I'm using ADABoost similarly to the laboratory excercises:

In [68]:
# Step 3: Create a weak classifier (e.g., Decision Tree)
base_classifier = DecisionTreeClassifier(max_depth=1)

# Step 4: Create an AdaBoost classifier
adaboost_classifier = AdaBoostClassifier(base_classifier, random_state=42)

# Step 5: Define hyperparameters for tuning
param_grid = {
    'n_estimators': [10, 20, 50, 100, 200, 300, 500],  # Number of weak classifiers
    'learning_rate': [0.01, 0.1, 0.5, 1.0, 5, 10] # Learning rate
}

# Step 6: Create a GridSearchCV object for hyperparameter tuning
grid_search = GridSearchCV(estimator=adaboost_classifier, param_grid=param_grid, cv=5)

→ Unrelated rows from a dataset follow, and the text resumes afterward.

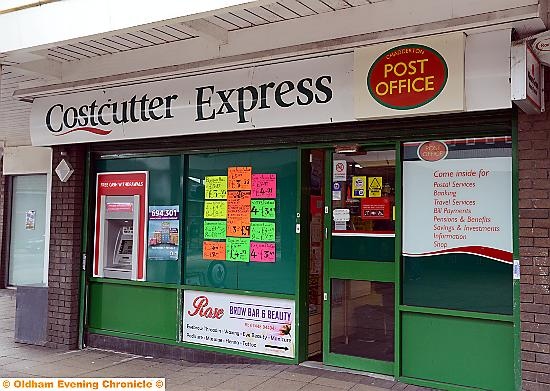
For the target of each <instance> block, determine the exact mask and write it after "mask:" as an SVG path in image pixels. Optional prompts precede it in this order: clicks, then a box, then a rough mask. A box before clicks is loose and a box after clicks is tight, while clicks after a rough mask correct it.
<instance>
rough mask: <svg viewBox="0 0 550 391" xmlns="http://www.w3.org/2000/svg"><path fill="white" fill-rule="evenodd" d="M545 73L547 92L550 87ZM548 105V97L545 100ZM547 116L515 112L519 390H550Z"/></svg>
mask: <svg viewBox="0 0 550 391" xmlns="http://www.w3.org/2000/svg"><path fill="white" fill-rule="evenodd" d="M549 76H550V75H548V72H547V76H546V80H547V83H546V90H547V91H548V90H549V89H550V77H549ZM546 106H547V107H548V108H549V109H550V101H549V100H548V99H547V100H546ZM549 150H550V115H549V112H548V111H547V112H546V113H543V114H540V115H525V114H523V113H521V114H520V115H519V215H520V216H519V217H520V223H519V224H520V257H521V261H520V262H521V331H522V334H521V339H522V342H521V355H522V375H523V390H550V275H549V266H550V257H549V255H550V236H549V231H550V197H549V194H550V153H549Z"/></svg>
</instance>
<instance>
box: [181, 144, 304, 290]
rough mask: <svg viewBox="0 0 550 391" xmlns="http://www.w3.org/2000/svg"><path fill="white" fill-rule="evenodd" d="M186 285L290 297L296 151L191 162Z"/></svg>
mask: <svg viewBox="0 0 550 391" xmlns="http://www.w3.org/2000/svg"><path fill="white" fill-rule="evenodd" d="M188 167H189V168H188V174H187V182H186V183H187V195H186V216H187V220H186V235H187V236H186V261H185V272H184V278H185V284H187V285H195V286H205V287H217V288H229V289H239V290H249V291H257V292H273V293H285V294H293V293H294V291H295V284H296V222H297V216H296V213H297V176H296V170H297V151H296V150H277V151H275V150H273V151H268V150H266V151H255V152H234V153H217V154H200V155H191V156H189V166H188Z"/></svg>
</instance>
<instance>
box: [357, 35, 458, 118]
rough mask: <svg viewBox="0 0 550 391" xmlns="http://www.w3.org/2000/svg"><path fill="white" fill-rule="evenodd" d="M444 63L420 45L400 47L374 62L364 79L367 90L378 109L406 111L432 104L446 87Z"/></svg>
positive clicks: (435, 50)
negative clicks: (386, 107) (370, 95)
mask: <svg viewBox="0 0 550 391" xmlns="http://www.w3.org/2000/svg"><path fill="white" fill-rule="evenodd" d="M448 74H449V70H448V67H447V63H446V62H445V59H444V58H443V57H442V56H441V55H440V54H439V53H438V52H437V51H436V50H435V49H432V48H430V47H428V46H424V45H414V44H412V45H402V46H397V47H395V48H392V49H390V50H388V51H386V52H385V53H383V54H382V55H381V56H380V57H378V58H377V59H376V61H375V62H374V64H373V65H372V66H371V68H370V70H369V73H368V76H367V88H368V90H369V92H370V94H371V95H372V97H373V98H374V99H375V100H376V101H377V102H378V103H380V104H381V105H384V106H386V107H389V108H392V109H396V110H409V109H414V108H417V107H421V106H424V105H425V104H427V103H429V102H431V101H432V100H434V99H435V98H436V97H437V96H438V95H439V94H440V93H441V91H443V88H445V85H446V84H447V78H448Z"/></svg>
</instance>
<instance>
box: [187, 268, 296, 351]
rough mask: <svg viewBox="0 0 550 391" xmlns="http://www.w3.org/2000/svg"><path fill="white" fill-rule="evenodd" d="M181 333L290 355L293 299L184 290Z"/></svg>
mask: <svg viewBox="0 0 550 391" xmlns="http://www.w3.org/2000/svg"><path fill="white" fill-rule="evenodd" d="M269 259H270V258H269V257H268V258H267V260H266V261H264V262H270V261H269ZM182 333H183V336H182V337H183V338H182V339H183V341H185V342H191V343H198V344H201V345H208V346H216V347H221V348H230V349H237V350H242V351H246V352H253V353H261V354H268V355H271V356H280V357H289V358H293V357H294V352H295V319H294V301H293V300H285V299H275V298H267V297H254V296H241V295H232V294H227V293H214V292H199V291H187V290H186V291H184V293H183V331H182Z"/></svg>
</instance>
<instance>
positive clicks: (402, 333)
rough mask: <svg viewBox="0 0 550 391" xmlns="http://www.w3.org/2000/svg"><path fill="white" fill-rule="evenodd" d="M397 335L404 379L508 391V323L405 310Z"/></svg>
mask: <svg viewBox="0 0 550 391" xmlns="http://www.w3.org/2000/svg"><path fill="white" fill-rule="evenodd" d="M401 333H402V334H401V346H402V350H401V360H402V361H401V375H402V376H404V377H409V378H416V379H422V380H430V381H437V382H441V383H449V384H456V385H461V386H468V387H473V388H475V389H484V390H499V391H507V390H513V389H514V358H513V357H514V356H513V348H514V346H513V345H514V343H513V324H512V323H509V322H500V321H491V320H481V319H468V318H455V317H449V316H440V315H427V314H419V313H406V312H405V313H402V315H401Z"/></svg>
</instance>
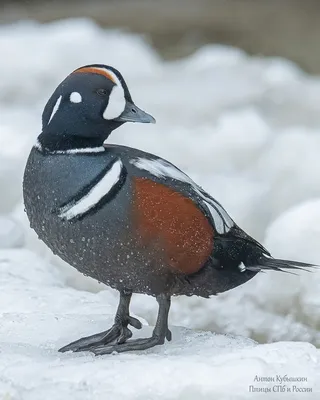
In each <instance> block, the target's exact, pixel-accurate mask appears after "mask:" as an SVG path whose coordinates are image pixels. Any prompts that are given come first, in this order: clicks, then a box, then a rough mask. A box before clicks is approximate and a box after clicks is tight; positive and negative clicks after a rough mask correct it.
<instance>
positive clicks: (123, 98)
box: [99, 68, 126, 120]
mask: <svg viewBox="0 0 320 400" xmlns="http://www.w3.org/2000/svg"><path fill="white" fill-rule="evenodd" d="M99 69H101V70H105V71H106V72H108V74H109V75H110V76H111V77H112V80H113V82H114V83H115V86H113V88H112V91H111V93H110V96H109V102H108V105H107V107H106V109H105V110H104V113H103V118H104V119H107V120H110V119H114V118H117V117H119V116H120V115H121V114H122V113H123V111H124V109H125V106H126V99H125V93H124V89H123V86H122V83H121V81H120V79H119V78H118V77H117V75H116V74H115V73H114V72H113V71H111V70H110V69H108V68H99Z"/></svg>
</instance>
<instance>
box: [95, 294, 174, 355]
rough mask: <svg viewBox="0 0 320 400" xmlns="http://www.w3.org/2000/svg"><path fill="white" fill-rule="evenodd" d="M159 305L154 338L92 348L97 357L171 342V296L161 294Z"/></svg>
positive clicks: (137, 349) (137, 340)
mask: <svg viewBox="0 0 320 400" xmlns="http://www.w3.org/2000/svg"><path fill="white" fill-rule="evenodd" d="M157 301H158V303H159V313H158V318H157V322H156V326H155V327H154V330H153V333H152V336H151V337H150V338H147V339H135V340H129V341H128V342H126V343H124V342H123V343H119V342H118V343H116V344H112V345H102V346H97V347H96V348H90V351H92V352H93V353H94V354H95V355H102V354H110V353H112V352H114V351H115V352H117V353H122V352H125V351H133V350H146V349H149V348H150V347H153V346H156V345H158V344H163V343H164V342H165V339H167V340H169V341H170V340H171V332H170V331H169V329H168V314H169V309H170V296H167V295H165V294H161V295H159V296H157Z"/></svg>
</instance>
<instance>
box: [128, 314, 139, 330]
mask: <svg viewBox="0 0 320 400" xmlns="http://www.w3.org/2000/svg"><path fill="white" fill-rule="evenodd" d="M128 324H129V325H131V326H133V327H134V328H136V329H141V328H142V323H141V322H140V321H139V320H138V319H137V318H134V317H131V316H130V315H129V317H128Z"/></svg>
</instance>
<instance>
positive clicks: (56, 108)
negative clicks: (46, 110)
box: [48, 96, 62, 124]
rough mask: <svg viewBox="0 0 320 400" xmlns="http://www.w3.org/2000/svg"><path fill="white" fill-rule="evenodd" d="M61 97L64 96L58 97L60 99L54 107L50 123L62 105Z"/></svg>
mask: <svg viewBox="0 0 320 400" xmlns="http://www.w3.org/2000/svg"><path fill="white" fill-rule="evenodd" d="M61 99H62V96H59V97H58V100H57V101H56V104H55V105H54V107H53V109H52V113H51V116H50V118H49V121H48V124H49V123H50V121H51V120H52V118H53V116H54V114H55V113H56V112H57V111H58V109H59V106H60V103H61Z"/></svg>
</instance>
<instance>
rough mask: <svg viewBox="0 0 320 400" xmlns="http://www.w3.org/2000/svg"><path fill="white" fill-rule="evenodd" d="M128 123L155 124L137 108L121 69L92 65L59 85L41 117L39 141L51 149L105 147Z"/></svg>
mask: <svg viewBox="0 0 320 400" xmlns="http://www.w3.org/2000/svg"><path fill="white" fill-rule="evenodd" d="M125 122H141V123H155V119H154V118H153V117H152V116H151V115H150V114H147V113H146V112H145V111H143V110H141V109H140V108H139V107H137V106H136V105H135V104H134V102H133V100H132V97H131V95H130V92H129V89H128V86H127V84H126V82H125V80H124V79H123V77H122V75H121V74H120V72H119V71H118V70H116V69H115V68H113V67H110V66H107V65H102V64H92V65H86V66H83V67H81V68H78V69H76V70H75V71H73V72H72V73H71V74H70V75H69V76H67V78H66V79H65V80H64V81H62V82H61V83H60V85H59V86H58V87H57V89H56V90H55V91H54V93H53V94H52V96H51V97H50V99H49V101H48V103H47V104H46V106H45V108H44V111H43V114H42V134H41V135H40V140H41V141H42V142H45V143H42V144H43V145H45V147H47V148H49V149H51V150H57V149H68V148H70V146H71V147H74V146H84V147H86V146H96V145H102V143H103V141H104V140H105V139H106V138H107V137H108V136H109V135H110V133H111V132H112V131H113V130H114V129H116V128H118V127H119V126H121V125H122V124H124V123H125Z"/></svg>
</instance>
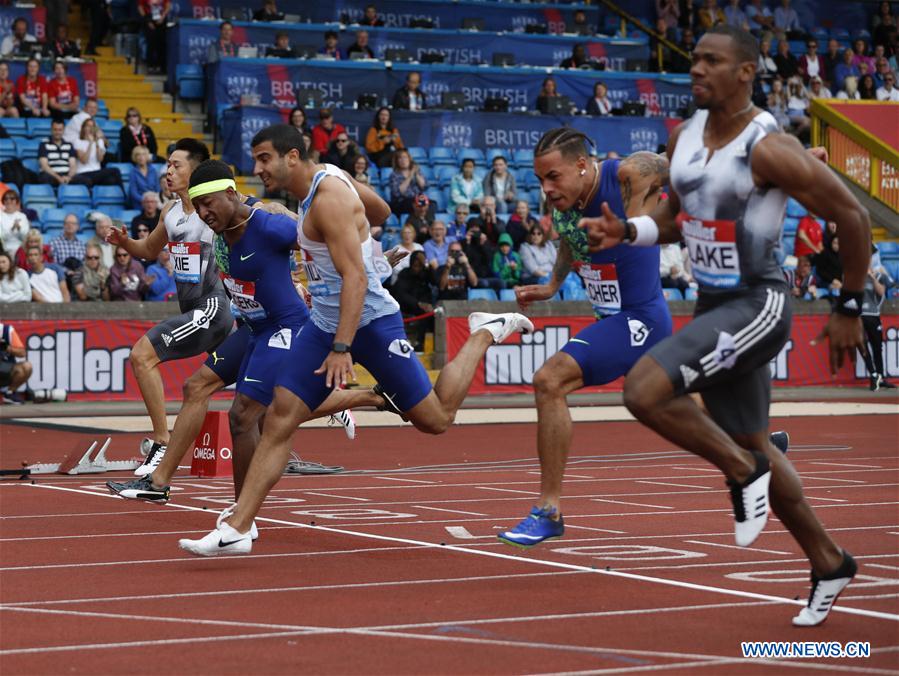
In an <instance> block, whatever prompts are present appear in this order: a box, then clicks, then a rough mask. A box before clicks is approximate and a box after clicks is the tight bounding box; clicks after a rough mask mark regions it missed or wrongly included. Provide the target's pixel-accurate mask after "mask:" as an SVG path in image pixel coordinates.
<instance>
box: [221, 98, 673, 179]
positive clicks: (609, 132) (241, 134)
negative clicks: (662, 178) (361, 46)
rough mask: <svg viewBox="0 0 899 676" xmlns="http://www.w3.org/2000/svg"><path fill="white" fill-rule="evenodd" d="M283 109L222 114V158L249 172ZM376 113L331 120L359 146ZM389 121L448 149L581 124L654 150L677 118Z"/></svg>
mask: <svg viewBox="0 0 899 676" xmlns="http://www.w3.org/2000/svg"><path fill="white" fill-rule="evenodd" d="M287 113H288V111H287V109H279V108H274V107H271V106H268V107H266V106H238V107H236V108H231V109H228V110H226V111H224V113H223V117H222V127H221V128H222V138H223V140H224V150H223V152H222V158H223V159H224V160H225V161H226V162H229V163H231V164H234V165H236V166H237V167H238V168H239V169H240V171H241V172H243V173H251V172H252V170H253V159H252V157H251V155H250V141H251V140H252V138H253V136H254V135H255V134H256V133H257V132H258V131H260V130H261V129H263V128H265V127H267V126H269V125H272V124H280V123H282V122H286V121H287ZM373 117H374V113H373V112H372V111H365V110H338V111H336V113H335V119H336V121H337V122H339V123H340V124H342V125H344V126H345V127H346V128H347V133H348V134H349V135H350V136H351V137H352V138H354V139H356V140H357V141H358V142H359V144H360V146H362V145H364V143H365V135H366V134H367V133H368V128H369V127H370V126H371V123H372V118H373ZM393 120H394V122H395V123H396V125H397V128H398V129H399V130H400V133H401V134H402V137H403V142H404V144H405V145H406V146H421V147H423V148H429V147H431V146H445V147H451V148H509V149H516V148H532V147H533V146H535V145H536V144H537V141H538V140H539V139H540V137H541V136H542V135H543V133H544V132H546V131H548V130H550V129H552V128H553V127H559V126H562V125H570V126H572V127H574V128H575V129H579V130H580V131H583V132H584V133H585V134H587V135H588V136H589V137H590V138H592V139H593V140H594V142H595V143H596V145H597V148H598V149H599V150H600V151H601V152H608V151H610V150H614V151H615V152H617V153H619V154H621V155H630V154H631V153H633V152H636V151H638V150H651V151H653V152H655V150H656V149H657V148H658V146H659V145H664V144H666V143H667V142H668V133H669V131H670V130H671V129H672V128H673V127H674V126H675V125H676V124H677V123H678V122H679V120H676V119H671V118H662V117H587V116H582V115H579V116H576V117H565V116H555V115H527V114H521V113H462V114H460V113H451V112H446V111H424V112H418V113H413V112H409V111H405V110H399V111H394V112H393Z"/></svg>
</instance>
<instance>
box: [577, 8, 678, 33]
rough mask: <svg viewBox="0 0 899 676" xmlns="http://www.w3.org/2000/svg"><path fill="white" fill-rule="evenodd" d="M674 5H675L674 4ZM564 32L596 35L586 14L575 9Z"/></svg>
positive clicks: (593, 28) (580, 9) (593, 26)
mask: <svg viewBox="0 0 899 676" xmlns="http://www.w3.org/2000/svg"><path fill="white" fill-rule="evenodd" d="M675 4H677V3H676V2H675ZM565 32H566V33H574V34H575V35H583V36H586V37H589V36H591V35H596V27H595V26H593V25H592V24H591V23H590V22H589V21H587V13H586V12H585V11H584V10H582V9H576V10H574V16H572V17H571V21H567V22H566V23H565Z"/></svg>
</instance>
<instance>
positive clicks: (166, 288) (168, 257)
mask: <svg viewBox="0 0 899 676" xmlns="http://www.w3.org/2000/svg"><path fill="white" fill-rule="evenodd" d="M147 280H148V282H149V286H148V287H147V298H146V300H150V301H167V300H172V299H175V298H177V297H178V289H177V287H176V286H175V265H174V263H172V257H171V255H170V254H169V250H168V248H167V247H163V248H162V251H160V252H159V256H158V257H157V258H156V262H155V263H153V264H152V265H150V267H148V268H147Z"/></svg>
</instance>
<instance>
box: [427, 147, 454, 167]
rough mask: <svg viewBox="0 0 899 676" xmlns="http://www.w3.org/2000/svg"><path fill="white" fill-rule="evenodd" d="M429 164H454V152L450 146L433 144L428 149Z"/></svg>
mask: <svg viewBox="0 0 899 676" xmlns="http://www.w3.org/2000/svg"><path fill="white" fill-rule="evenodd" d="M428 157H430V158H431V164H452V165H455V164H456V154H455V152H454V151H453V149H452V148H445V147H443V146H434V147H432V148H431V149H430V150H429V151H428Z"/></svg>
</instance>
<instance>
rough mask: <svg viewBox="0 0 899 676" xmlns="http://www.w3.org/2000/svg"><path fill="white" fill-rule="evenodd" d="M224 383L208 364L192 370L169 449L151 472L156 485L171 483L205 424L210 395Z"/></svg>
mask: <svg viewBox="0 0 899 676" xmlns="http://www.w3.org/2000/svg"><path fill="white" fill-rule="evenodd" d="M224 386H225V383H224V382H223V381H222V379H221V378H219V377H218V376H217V375H216V373H215V371H213V370H212V369H211V368H209V367H208V366H206V365H205V364H203V365H202V366H201V367H200V368H199V369H197V370H196V371H195V372H194V373H192V374H191V376H190V378H188V379H187V382H185V383H184V388H183V391H184V395H183V396H184V399H183V403H182V404H181V411H179V412H178V417H177V418H176V419H175V426H174V427H173V428H172V436H171V439H170V440H169V444H168V450H167V451H166V454H165V455H164V456H163V458H162V462H160V463H159V467H157V468H156V469H154V470H153V473H152V474H150V480H151V481H152V482H153V485H154V486H156V487H157V488H162V487H163V486H166V485H168V484H169V483H171V481H172V477H173V476H174V475H175V472H177V471H178V465H179V464H180V463H181V460H182V459H183V458H184V454H185V453H187V452H188V451H189V450H190V447H191V445H192V444H193V443H194V440H195V439H196V438H197V435H198V434H199V433H200V429H202V427H203V421H204V420H205V419H206V411H207V410H208V409H209V399H210V397H212V395H213V394H215V393H216V392H218V391H219V390H220V389H222V388H223V387H224Z"/></svg>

# Step 7: Train the model with cross-validation
grid_search.fit(X_train, y_train)

# Step 8: Get the best hyperparameters
best_params = grid_search.best_params_
print("Best Hyperparameters:", best_params)

# Step 9: Get the best model
best_model = grid_search.best_estimator_

# Step 10: Make predictions on the test set using the best model
y_pred = best_model.predict(X_test)

# Step 11: Evaluate the model
accuracy = accuracy_score(y_test, y_pred)
print(f"Accuracy: {accuracy}")
# Calculate the Mean Squared Error
mse_basic = mean_squared_error(y_test, y_pred)
print(f"Basic ADA MSE: {mse_basic}")
cnf_matrix = metrics.confusion_matrix(y_test, y_pred)
cnf_matrix

Best Hyperparameters: {'learning_rate': 0.5, 'n_estimators': 20}
Accuracy: 0.9473684210526315
Basic GBM MSE: 0.05263157894736842


array([[63,  5],
       [ 4, 99]])

I see that ADABoost performs better than logistic regression, the accuracy is at **94.74%**. It better classified two false-negative cases, which were identified as positive cases.

## GBM Model

In [69]:
# Initialize and fit a GradientBoostingRegressor
gbm_basic = GradientBoostingRegressor(n_estimators=100, learning_rate=0.1, random_state=42)
gbm_basic.fit(X_train, y_train)

# Make predictions on the test set
y_pred_basic = gbm_basic.predict(X_test)

# Calculate the Mean Squared Error
mse_basic = mean_squared_error(y_test, y_pred_basic)
print(f"Basic GBM MSE: {mse_basic}")

Basic GBM MSE: 0.04398605736480542


I cannot create a confusion metric for the GBM model. I see that by MSE it performed the best of all three models. As the feature selection mechanism is built-it, I want to see if it outperforms `SelectKBest`:

In [72]:
gbm_basic.fit(X_train_og, y_train)

# Make predictions on the test set
y_pred_basic = gbm_basic.predict(X_test_og)

# Calculate the Mean Squared Error
mse_basic = mean_squared_error(y_test, y_pred_basic)
print(f"Basic GBM MSE: {mse_basic}")

Basic GBM MSE: 0.026687219989606607


Indeed! GBM on the original train/test dataset (`X_test_og` and `X_train_og`) performs much better. The feature selection mechanism outperforms the top 5 features selected by `SelectKBest`.

## Results
The results are as expected due to the exceptional predictive power of the GBM model and robustness to outliers. Feature selection mechanism built in to the GBM suggests to use more features in testing. The logistic regression is the simplest model and it performed the worst of all three tested models. ADABoost decided to use only 20 weak classifiers and a fairly fast learning rate, which is fairly surprising. It also took the longest to calculate.